My son had been talking about how much he missed me each time I went to the hospital. Mrs. Hammonds asked all of the kids on the bus to make me a get well picture. She put all the pictures into a folder in their own individual plastic cover. It was beautiful! An entire book of beautiful drawings from 1st and 2nd graders that I had only ever waved to from the street. And Mrs. Hammonds included a handwritten card and got beautiful sunflowers to give me. I sobbed as I looked through each and every picture and read their words. It’s one of the most beautiful gifts I’ve ever received. My son was so excited and so proud to show me. This gift made him feel special, and that was the most important thing.

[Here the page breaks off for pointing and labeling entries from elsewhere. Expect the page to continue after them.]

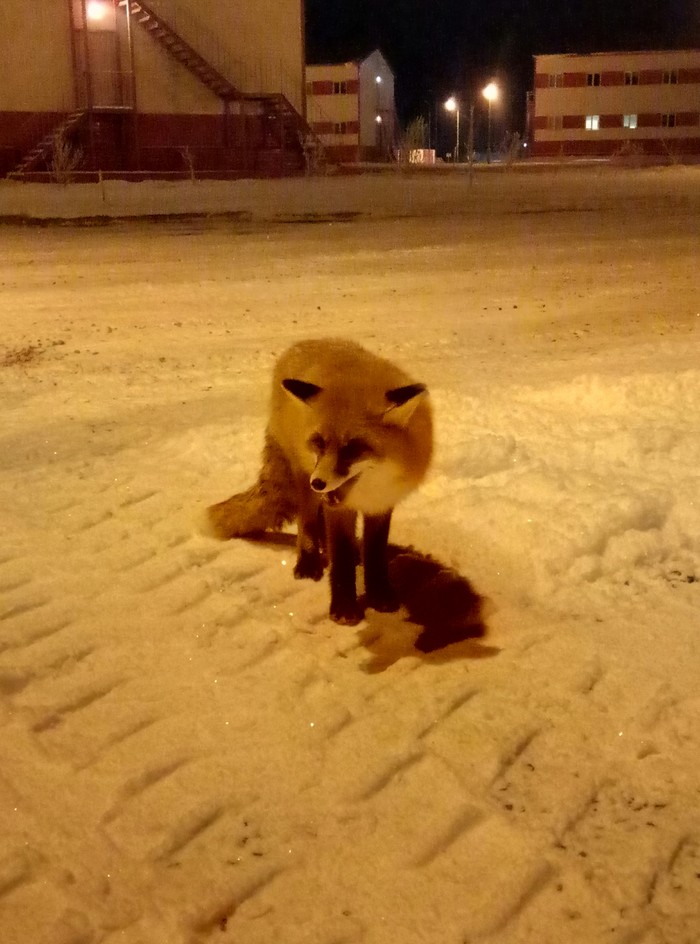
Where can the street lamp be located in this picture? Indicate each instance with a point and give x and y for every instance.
(490, 93)
(453, 105)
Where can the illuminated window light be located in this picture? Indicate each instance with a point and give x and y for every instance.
(96, 10)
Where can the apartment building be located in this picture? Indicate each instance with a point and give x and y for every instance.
(153, 87)
(602, 104)
(350, 106)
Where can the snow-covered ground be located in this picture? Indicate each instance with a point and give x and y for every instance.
(190, 751)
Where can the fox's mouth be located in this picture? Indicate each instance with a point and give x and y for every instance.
(338, 495)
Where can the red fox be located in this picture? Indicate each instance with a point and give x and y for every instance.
(348, 433)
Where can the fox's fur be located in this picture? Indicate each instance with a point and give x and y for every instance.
(349, 433)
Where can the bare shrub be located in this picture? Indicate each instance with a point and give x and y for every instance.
(65, 158)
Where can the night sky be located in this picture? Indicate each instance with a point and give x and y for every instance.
(440, 47)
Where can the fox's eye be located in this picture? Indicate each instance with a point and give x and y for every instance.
(355, 449)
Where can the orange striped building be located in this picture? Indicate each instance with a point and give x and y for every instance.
(645, 103)
(191, 87)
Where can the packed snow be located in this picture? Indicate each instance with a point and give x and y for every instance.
(191, 751)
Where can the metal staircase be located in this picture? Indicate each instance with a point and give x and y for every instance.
(179, 49)
(45, 146)
(289, 132)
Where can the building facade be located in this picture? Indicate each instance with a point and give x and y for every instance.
(350, 106)
(603, 104)
(191, 86)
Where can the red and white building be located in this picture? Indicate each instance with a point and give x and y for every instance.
(350, 106)
(154, 86)
(616, 103)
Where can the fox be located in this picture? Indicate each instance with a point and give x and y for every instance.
(349, 435)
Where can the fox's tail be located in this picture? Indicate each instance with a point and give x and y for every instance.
(266, 506)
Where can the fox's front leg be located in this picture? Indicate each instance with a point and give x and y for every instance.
(342, 552)
(310, 561)
(379, 593)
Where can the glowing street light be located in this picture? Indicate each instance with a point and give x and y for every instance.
(490, 93)
(453, 105)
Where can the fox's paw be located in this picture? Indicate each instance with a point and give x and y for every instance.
(309, 565)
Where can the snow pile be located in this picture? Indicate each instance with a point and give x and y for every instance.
(190, 751)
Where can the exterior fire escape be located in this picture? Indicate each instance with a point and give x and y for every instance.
(104, 125)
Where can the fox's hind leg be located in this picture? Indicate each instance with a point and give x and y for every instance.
(310, 560)
(342, 552)
(379, 593)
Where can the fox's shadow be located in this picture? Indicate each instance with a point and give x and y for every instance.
(442, 616)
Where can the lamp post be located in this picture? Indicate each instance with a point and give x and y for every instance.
(453, 105)
(490, 93)
(378, 114)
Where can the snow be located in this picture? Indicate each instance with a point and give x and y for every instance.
(191, 751)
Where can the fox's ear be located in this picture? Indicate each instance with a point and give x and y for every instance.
(404, 401)
(301, 389)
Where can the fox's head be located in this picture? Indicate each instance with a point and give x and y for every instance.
(351, 444)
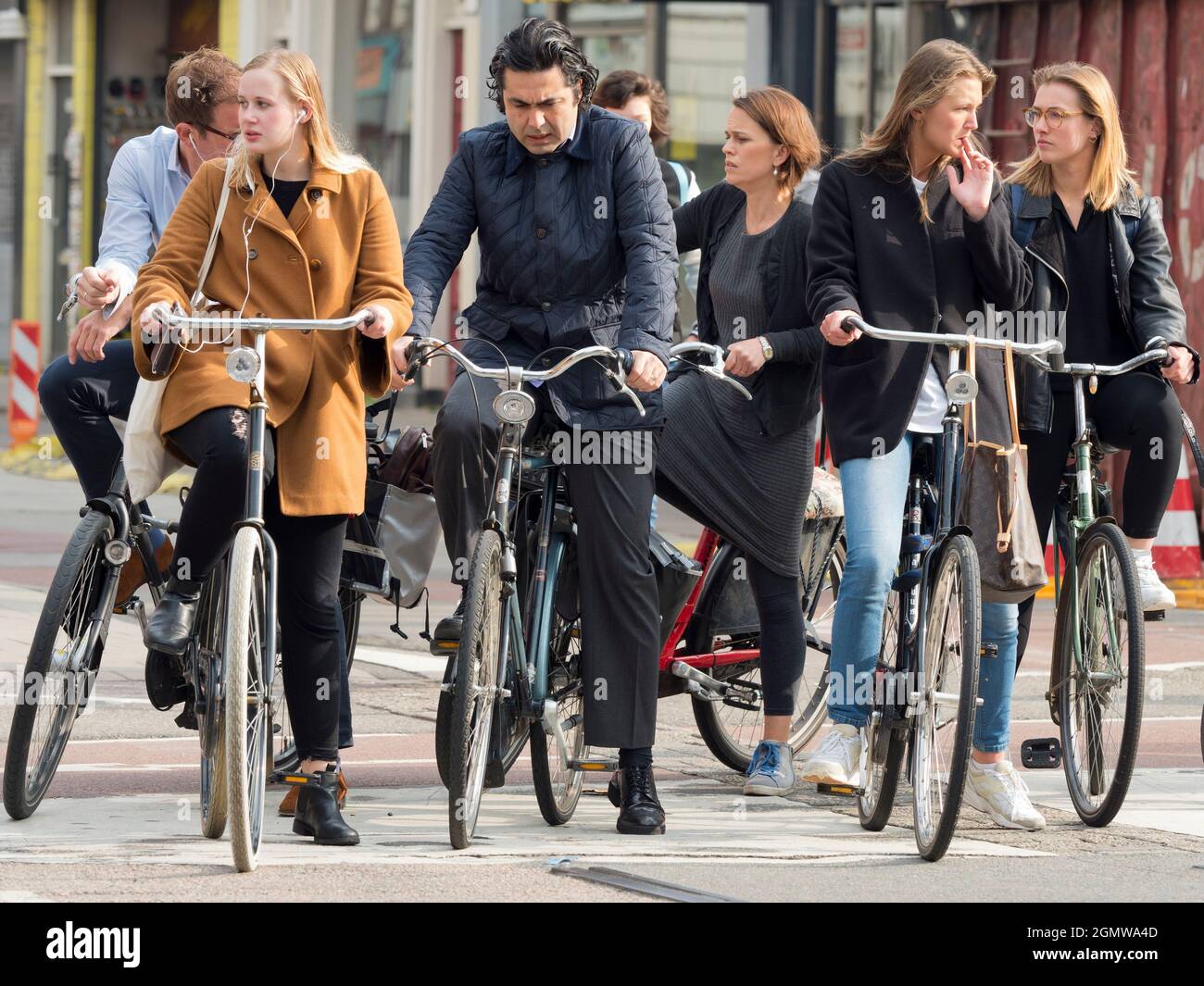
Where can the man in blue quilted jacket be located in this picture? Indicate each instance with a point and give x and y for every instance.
(577, 248)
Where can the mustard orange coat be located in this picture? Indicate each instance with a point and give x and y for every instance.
(337, 251)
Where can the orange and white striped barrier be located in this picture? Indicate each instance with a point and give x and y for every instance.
(24, 368)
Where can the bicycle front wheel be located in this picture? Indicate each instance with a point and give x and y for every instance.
(1100, 693)
(247, 693)
(940, 745)
(65, 652)
(476, 689)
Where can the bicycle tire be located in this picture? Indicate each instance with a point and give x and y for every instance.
(1098, 806)
(82, 565)
(247, 693)
(934, 825)
(472, 702)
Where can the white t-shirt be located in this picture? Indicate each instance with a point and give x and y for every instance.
(930, 407)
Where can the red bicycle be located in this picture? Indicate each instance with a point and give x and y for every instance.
(713, 650)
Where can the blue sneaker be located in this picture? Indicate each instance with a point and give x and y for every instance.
(771, 770)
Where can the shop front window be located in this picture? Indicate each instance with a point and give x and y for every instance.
(384, 63)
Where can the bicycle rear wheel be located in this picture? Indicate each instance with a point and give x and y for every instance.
(1099, 700)
(940, 745)
(731, 730)
(884, 753)
(248, 669)
(63, 656)
(476, 689)
(557, 786)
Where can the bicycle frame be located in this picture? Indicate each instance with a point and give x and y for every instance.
(1083, 497)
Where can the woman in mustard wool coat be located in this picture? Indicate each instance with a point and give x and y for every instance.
(308, 232)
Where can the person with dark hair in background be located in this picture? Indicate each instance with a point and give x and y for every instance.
(577, 249)
(642, 99)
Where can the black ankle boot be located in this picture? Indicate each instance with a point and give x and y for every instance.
(165, 680)
(639, 812)
(317, 812)
(448, 629)
(171, 624)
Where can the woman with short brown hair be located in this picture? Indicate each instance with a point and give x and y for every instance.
(745, 468)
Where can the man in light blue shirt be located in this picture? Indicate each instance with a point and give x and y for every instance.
(95, 381)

Bus drivers are so often overlooked and don’t get the recognition they deserve. Mrs. Hammonds went above and beyond to make my son and me feel so special and loved. For that, I cannot thank her enough. I will be forever grateful that my son was a part of bus #171. I don’t know what the future holds, but I know I have a lot of fight left in me. And I know fighting is so much easier when you have people like Mrs. Hammonds there for your family.”
This story was submitted to Love What Matters by Amy Corbett of Manahawkin, NJ. Do you have a similar experience? We’d like to hear your important journey. Submit your own story here. Be sure to subscribe to our free email newsletter for our best stories, and YouTube for our best videos.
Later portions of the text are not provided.